Figure 5. Non-dominated layouts obtained with the original extremal-position-based robustness metric and with the extended metric including current-density uncertainty. The objective values are normalized by $B_0=2$ mT. The figure illustrates the shift in the set of representative non-dominated layouts when current-density uncertainty is included. Roman numerals I–IV denote selected representative layouts shown in the corresponding insets.

Figure 5. Non-dominated layouts obtained with the original extremal-position-based robustness metric and with the extended metric including current-density uncertainty. The objective values are normalized by $B_0=2$ mT. The figure illustrates the shift in the set of representative non-dominated layouts when current-density uncertainty is included. Roman numerals I–IV denote selected representative layouts shown in the corresponding insets.

The corresponding layouts and magnetic field distributions are shown in Figure 6. Beyond the numerical objective values, the figure also highlights how far the Pareto-optimal layouts can move from each other in the design space. Cases I and II are geometrically similar, but even small shifts in a few turns already lead to a measurable change in the trade-off between field homogeneity and robustness. By contrast, Case III is clearly separated from the first two layouts and represents a qualitatively different design pattern associated with the robust end of the Pareto front rather than a small local correction of Cases I or II.

A second qualitative observation concerns the relative role of the inner and outer turns. The selected layouts suggest that the innermost turns behave as high-gain design variables: owing to their smaller radii, they appear to provide a stronger leverage on the generated magnetic field and on the attainable field homogeneity. However, this benefit is paid for by a higher sensitivity to geometric and excitation uncertainties. In this sense, the inner turns seem to offer the largest contribution to field shaping but at the price of a larger robustness penalty when the design relies on them too strongly.

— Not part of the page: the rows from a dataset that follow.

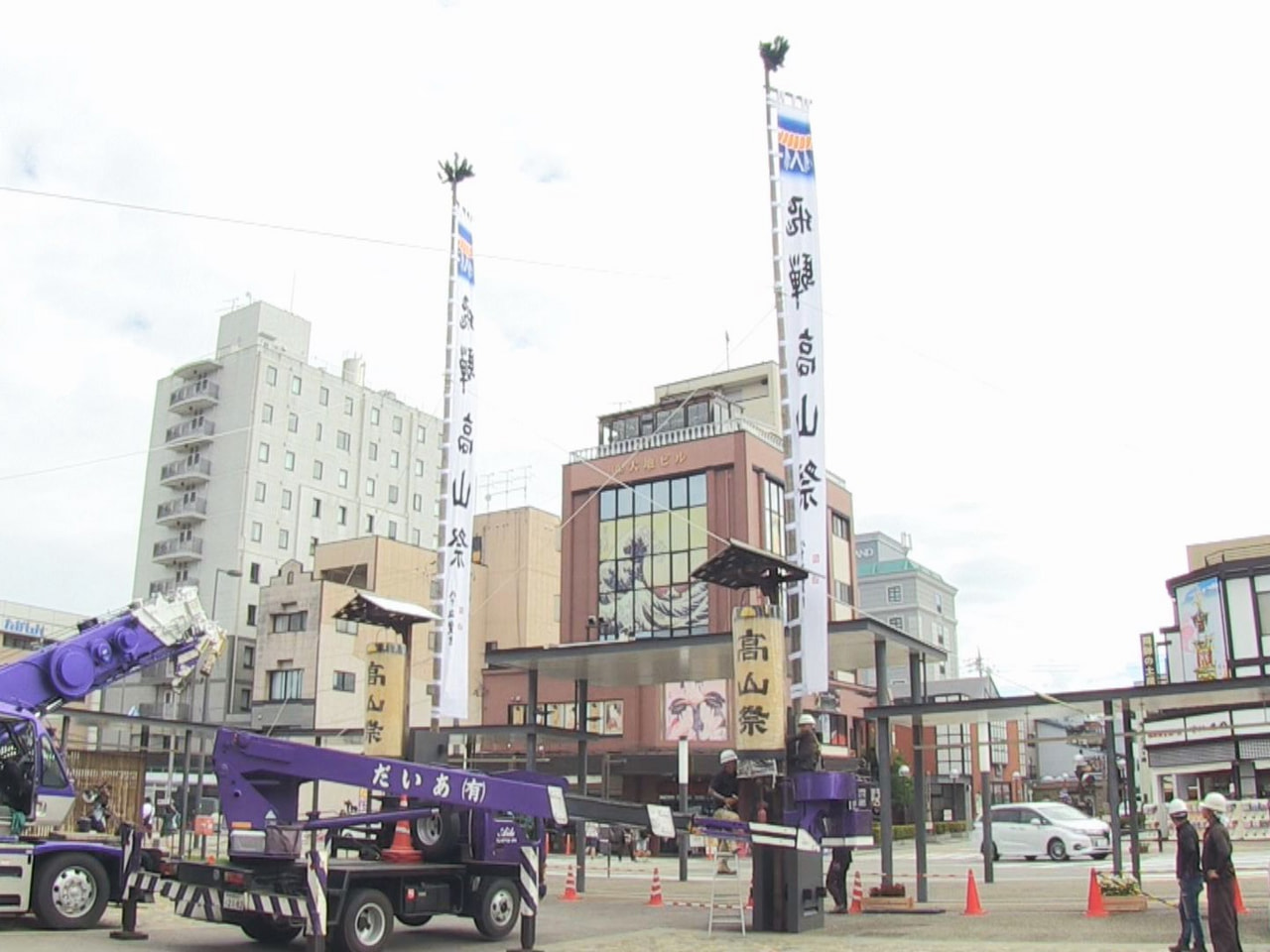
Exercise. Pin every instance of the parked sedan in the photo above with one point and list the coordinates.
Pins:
(1049, 829)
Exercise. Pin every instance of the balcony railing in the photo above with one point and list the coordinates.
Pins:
(181, 509)
(178, 549)
(190, 431)
(177, 711)
(186, 471)
(686, 434)
(193, 397)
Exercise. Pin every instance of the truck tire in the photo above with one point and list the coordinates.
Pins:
(71, 892)
(366, 924)
(437, 835)
(271, 932)
(497, 907)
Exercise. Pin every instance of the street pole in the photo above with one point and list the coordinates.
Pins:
(684, 807)
(207, 690)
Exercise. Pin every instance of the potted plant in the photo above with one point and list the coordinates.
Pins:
(887, 898)
(1121, 893)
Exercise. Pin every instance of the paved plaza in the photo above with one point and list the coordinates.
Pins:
(1030, 905)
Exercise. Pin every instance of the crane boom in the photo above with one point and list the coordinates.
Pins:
(259, 779)
(109, 648)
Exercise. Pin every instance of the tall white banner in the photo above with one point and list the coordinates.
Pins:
(457, 529)
(804, 384)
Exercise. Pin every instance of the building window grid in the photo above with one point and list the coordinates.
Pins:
(774, 516)
(652, 537)
(951, 751)
(286, 684)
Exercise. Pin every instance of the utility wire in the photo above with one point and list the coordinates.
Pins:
(318, 232)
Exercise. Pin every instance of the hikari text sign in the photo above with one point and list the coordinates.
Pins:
(804, 391)
(385, 699)
(456, 532)
(758, 669)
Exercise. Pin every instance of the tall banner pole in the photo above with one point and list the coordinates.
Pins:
(457, 476)
(795, 268)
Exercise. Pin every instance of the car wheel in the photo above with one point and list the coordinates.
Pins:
(71, 892)
(437, 835)
(367, 921)
(497, 909)
(271, 932)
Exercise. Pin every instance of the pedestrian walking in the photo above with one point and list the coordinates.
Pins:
(1191, 880)
(1218, 866)
(835, 880)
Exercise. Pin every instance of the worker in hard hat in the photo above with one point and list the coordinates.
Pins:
(725, 793)
(1218, 866)
(1191, 880)
(806, 757)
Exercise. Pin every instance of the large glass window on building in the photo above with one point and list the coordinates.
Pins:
(774, 517)
(652, 537)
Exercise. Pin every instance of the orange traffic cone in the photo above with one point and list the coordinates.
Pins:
(971, 896)
(857, 897)
(654, 896)
(1239, 909)
(1095, 909)
(403, 849)
(571, 889)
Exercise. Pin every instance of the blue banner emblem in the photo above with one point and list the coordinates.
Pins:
(466, 266)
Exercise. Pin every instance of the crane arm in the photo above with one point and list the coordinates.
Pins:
(259, 780)
(111, 648)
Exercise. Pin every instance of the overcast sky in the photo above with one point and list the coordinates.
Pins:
(1043, 234)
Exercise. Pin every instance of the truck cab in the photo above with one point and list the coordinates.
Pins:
(33, 777)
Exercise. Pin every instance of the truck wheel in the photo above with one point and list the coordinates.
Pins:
(437, 835)
(271, 932)
(71, 892)
(367, 921)
(497, 909)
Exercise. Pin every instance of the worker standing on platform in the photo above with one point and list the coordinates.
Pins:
(725, 793)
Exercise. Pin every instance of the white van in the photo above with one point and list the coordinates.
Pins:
(1046, 828)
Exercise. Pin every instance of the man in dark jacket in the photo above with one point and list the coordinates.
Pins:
(1223, 924)
(807, 747)
(1191, 880)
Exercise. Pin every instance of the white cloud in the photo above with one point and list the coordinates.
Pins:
(1042, 240)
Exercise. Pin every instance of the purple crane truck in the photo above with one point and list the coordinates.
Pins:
(67, 883)
(475, 847)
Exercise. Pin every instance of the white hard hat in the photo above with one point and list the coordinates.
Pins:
(1214, 801)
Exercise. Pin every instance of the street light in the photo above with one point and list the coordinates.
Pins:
(207, 689)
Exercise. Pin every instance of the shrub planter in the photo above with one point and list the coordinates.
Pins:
(887, 904)
(1125, 904)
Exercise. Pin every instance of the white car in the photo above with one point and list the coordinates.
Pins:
(1049, 829)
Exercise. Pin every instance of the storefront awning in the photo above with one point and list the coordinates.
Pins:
(1156, 701)
(647, 661)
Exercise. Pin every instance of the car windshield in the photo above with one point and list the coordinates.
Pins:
(1060, 811)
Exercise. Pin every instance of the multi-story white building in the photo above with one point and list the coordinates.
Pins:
(257, 457)
(908, 597)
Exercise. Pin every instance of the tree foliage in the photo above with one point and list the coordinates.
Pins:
(457, 171)
(774, 54)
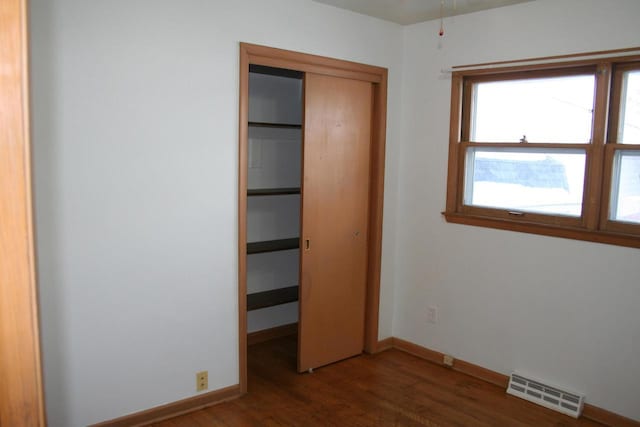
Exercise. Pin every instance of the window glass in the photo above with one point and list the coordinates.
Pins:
(555, 109)
(629, 131)
(538, 181)
(625, 194)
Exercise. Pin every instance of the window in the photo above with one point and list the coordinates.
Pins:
(549, 149)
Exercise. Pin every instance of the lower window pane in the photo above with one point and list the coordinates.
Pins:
(526, 180)
(625, 193)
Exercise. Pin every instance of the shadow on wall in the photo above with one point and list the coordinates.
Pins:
(47, 167)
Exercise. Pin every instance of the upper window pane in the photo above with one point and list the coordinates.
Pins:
(526, 180)
(629, 130)
(625, 194)
(554, 109)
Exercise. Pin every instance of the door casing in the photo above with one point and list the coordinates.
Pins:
(21, 394)
(279, 58)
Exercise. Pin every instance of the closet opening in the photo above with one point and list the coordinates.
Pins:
(274, 164)
(311, 181)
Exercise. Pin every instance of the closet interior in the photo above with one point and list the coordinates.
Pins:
(274, 169)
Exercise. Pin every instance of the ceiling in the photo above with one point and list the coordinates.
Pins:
(413, 11)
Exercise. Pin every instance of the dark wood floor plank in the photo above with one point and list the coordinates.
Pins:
(387, 389)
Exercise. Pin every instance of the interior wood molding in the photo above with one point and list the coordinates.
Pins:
(599, 53)
(590, 412)
(304, 62)
(21, 392)
(607, 417)
(272, 333)
(384, 345)
(174, 409)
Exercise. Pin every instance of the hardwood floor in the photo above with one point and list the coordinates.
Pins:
(391, 388)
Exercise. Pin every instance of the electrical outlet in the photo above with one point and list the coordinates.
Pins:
(432, 314)
(447, 360)
(202, 380)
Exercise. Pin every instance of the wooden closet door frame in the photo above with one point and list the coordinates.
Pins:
(278, 58)
(21, 395)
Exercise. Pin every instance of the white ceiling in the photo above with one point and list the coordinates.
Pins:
(413, 11)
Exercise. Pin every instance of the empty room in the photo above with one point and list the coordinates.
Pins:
(320, 212)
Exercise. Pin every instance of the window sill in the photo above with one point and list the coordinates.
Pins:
(617, 239)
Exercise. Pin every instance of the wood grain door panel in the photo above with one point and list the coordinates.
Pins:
(337, 141)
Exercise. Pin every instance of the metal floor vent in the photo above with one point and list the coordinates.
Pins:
(567, 402)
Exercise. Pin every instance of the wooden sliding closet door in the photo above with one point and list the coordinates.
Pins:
(335, 189)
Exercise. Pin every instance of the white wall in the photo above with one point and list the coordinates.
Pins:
(135, 114)
(561, 310)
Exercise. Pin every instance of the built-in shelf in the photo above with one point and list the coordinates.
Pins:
(273, 245)
(275, 125)
(273, 191)
(272, 298)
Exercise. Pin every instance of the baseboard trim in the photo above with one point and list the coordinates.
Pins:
(272, 333)
(174, 409)
(590, 412)
(607, 417)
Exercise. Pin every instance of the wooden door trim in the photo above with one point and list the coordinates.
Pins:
(272, 57)
(21, 401)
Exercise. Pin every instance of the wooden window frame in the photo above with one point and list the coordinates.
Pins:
(594, 223)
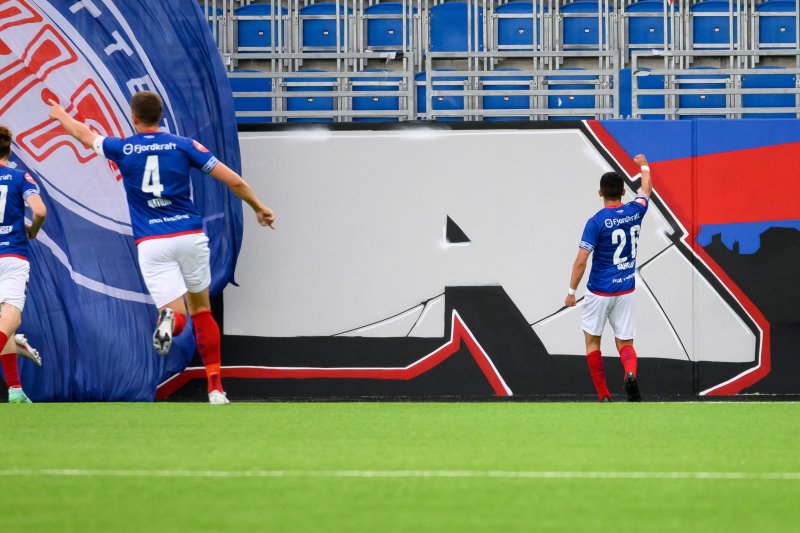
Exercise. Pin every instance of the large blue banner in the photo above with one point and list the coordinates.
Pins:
(88, 311)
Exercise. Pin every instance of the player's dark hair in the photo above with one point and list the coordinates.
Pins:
(147, 107)
(612, 185)
(5, 142)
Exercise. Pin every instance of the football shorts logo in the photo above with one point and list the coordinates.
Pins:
(200, 146)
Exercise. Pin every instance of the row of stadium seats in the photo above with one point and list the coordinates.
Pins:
(567, 94)
(458, 26)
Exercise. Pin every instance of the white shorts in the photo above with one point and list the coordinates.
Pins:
(618, 310)
(14, 273)
(172, 265)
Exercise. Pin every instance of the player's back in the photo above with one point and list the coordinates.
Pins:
(613, 233)
(15, 187)
(155, 168)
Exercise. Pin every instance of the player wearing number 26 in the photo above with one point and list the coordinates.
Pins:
(612, 235)
(172, 247)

The robust layouts can therefore be interpreted as configurations that distribute the task of field shaping more conservatively and do not depend excessively on the most sensitive inner turns. Case IV, obtained when current-density uncertainty is included in the optimization, supports the same interpretation: the additional uncertainty source does not merely penalize the same nominal optimum more strongly but appears to shift the preferred solution toward a different winding arrangement. This observation is consistent with the idea that current-density uncertainty changes the effective cost of relying on the most influential turns and therefore modifies the geometry of the robust optimum itself.

Only one case is highlighted from the extended optimization because the two Pareto fronts already show a visible separation. Although the objective values are not directly comparable point by point due to the different robustness definitions, the results suggest that the inclusion of current-density uncertainty leads to a stricter and computationally more demanding optimization problem.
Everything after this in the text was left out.